Ulvi Hasanli stated that he was beaten during his detention. The AbzasMedia team issued a statement saying that Hasanli had been subjected to physical violence during the arrest and held Ilham Aliyev responsible. The journalists of AbzasMedia stated that the detention was connected to Hasanli's journalistic work and that the outlet would continue its activities: “We consider the head of state, Ilham Aliyev, responsible for this unlawful detention. We have published a series of investigations into corruption crimes committed by the country’s president and officials appointed by him, and we believe Hasanli’s detention is directly related to this. We believe the president ordered the arrest of Ulvi Hasanli in order to shut down our outlet and prevent us from informing you about corruption crimes.
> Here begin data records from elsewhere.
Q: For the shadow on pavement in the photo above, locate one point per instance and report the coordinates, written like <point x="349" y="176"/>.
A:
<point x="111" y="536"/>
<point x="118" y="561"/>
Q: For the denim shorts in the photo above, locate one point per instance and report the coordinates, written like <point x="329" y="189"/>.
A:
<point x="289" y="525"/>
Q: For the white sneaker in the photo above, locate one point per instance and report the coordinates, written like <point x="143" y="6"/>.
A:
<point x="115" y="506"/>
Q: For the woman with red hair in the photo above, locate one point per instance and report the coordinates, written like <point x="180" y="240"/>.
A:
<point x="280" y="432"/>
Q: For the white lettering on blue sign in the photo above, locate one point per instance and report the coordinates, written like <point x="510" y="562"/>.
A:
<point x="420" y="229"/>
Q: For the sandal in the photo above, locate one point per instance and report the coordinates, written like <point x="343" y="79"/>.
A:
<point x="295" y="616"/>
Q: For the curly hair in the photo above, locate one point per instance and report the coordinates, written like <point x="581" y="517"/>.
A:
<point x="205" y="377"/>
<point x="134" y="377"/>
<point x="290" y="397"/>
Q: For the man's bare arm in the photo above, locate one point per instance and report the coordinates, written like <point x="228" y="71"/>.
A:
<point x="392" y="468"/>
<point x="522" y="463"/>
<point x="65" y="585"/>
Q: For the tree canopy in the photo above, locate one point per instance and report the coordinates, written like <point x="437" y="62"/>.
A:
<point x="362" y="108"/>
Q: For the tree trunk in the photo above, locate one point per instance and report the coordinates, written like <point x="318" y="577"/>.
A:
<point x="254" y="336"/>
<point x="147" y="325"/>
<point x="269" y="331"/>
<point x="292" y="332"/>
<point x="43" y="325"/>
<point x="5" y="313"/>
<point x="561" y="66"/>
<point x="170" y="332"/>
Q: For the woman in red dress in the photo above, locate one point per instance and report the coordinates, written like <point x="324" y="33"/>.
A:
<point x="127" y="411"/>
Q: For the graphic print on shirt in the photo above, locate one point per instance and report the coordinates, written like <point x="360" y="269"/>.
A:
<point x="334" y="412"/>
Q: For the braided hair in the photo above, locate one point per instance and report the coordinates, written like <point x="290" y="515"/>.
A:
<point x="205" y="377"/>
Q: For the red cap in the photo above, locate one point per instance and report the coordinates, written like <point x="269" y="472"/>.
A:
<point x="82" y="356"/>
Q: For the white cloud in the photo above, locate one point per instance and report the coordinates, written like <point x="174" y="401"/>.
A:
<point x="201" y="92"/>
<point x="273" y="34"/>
However, no arrests or other forms of pressure will stop us from telling you the truth,” the statement said.

| Ulvi Hasanli и Sevinj Vagifgizi |
| Nargiz Absalamova и Elnara Gasimova |

On the night of November 21, upon returning to the country from a trip abroad, the editor-in-chief of AbzasMedia, Sevinj Abbasova (Vagifgizi), was detained directly on the plane. The journalist was taken to her apartment, where a search was conducted. After a search lasting more than two hours, she was brought to the Main Department of the Baku City Police.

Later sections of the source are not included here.